This was an exciting, yet nerving position because as the interpreter you must convey all that is spoken into ASL. Since this is one of my first times interpreting cold material with a team, I was not able to fully utilize my resources. For example, I forgot that I had a team member, and thus I forgot to look at her for feeds. While interpreting, I felt as though I was able to facilitate the main points of the message. However, I felt as though I could have been more prepared.
The Support Role
Although one is not interpreting while playing the support role, it is still a vital aspect to interpreting. As the supporting interpreter, one has to process the audio message, process the visual message, and then be able to give "feeds" whenever the interpreter in the hot seat needs assistance. It is a challenging position because as the support, one has to know what kinds of "feeds" to give, when to give them, and how to give them effectively. I found the first challenge to be difficult becuase I could not find the one word that the interpreter was looking for. For example, if the interpreter looked at me, I had to process the audio message, the visual message, and the interpreter's thoughts
I was so excited to be able to fully discuss something that was important or interesting to me, that was not interpreting. After hearing several peer's interest, my excitement grew. As the speaker, I did not feel very nervous because I had grown up in a Co-op where giving speeches was normal, as well as unavoidable. Thus, I felt confident. However, because this topic is interesting to me, it was difficult to see the disinterest in my audience's eyes, as I explained the technical details. As a result, I sped up my presentation as to grab the audience's attention again.
As the deaf consumer, I felt overwhelmed; my attention had to shift between looking at the power point, watching the interpreter, and taking notes.

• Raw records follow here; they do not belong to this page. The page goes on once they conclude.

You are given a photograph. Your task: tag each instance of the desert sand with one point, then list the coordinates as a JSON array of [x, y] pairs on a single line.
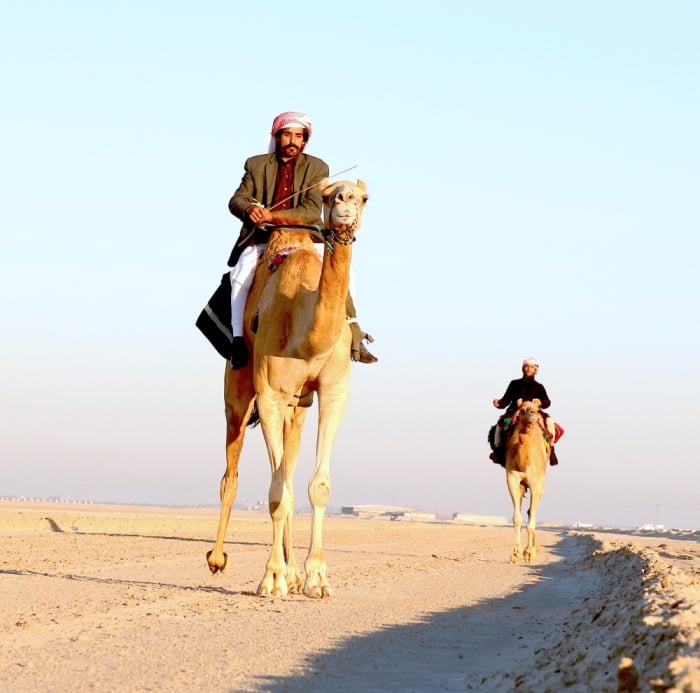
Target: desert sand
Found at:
[[120, 598]]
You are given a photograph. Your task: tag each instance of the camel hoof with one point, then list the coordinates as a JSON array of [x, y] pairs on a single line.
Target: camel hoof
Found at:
[[215, 568]]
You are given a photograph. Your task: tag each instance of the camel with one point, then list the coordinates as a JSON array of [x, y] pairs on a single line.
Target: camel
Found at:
[[301, 345], [527, 454]]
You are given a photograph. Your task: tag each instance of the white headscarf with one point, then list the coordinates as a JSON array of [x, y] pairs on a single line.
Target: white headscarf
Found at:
[[288, 119]]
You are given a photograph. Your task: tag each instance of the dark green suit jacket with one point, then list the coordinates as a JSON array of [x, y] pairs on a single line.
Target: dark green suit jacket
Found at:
[[258, 185]]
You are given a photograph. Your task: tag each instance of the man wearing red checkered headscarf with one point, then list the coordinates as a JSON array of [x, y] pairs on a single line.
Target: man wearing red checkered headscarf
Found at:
[[282, 186]]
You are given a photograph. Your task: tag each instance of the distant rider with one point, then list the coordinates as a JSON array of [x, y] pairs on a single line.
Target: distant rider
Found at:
[[526, 389]]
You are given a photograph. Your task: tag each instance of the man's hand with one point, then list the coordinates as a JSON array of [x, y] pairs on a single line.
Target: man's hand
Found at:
[[258, 214]]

At the end of the class, I did not have many notes at all, but I felt as though I learned a decent amount about the topic. At the end, during the question and answer time, I also was confused as to who was talking. However, my interpreter clarified by stating the names of the people she did know. Also, that part was a challenge, because I forgot I was deaf; sometimes I would turn around to face the speaker, then I realized I could not hear them and turned back around to face the interpreter.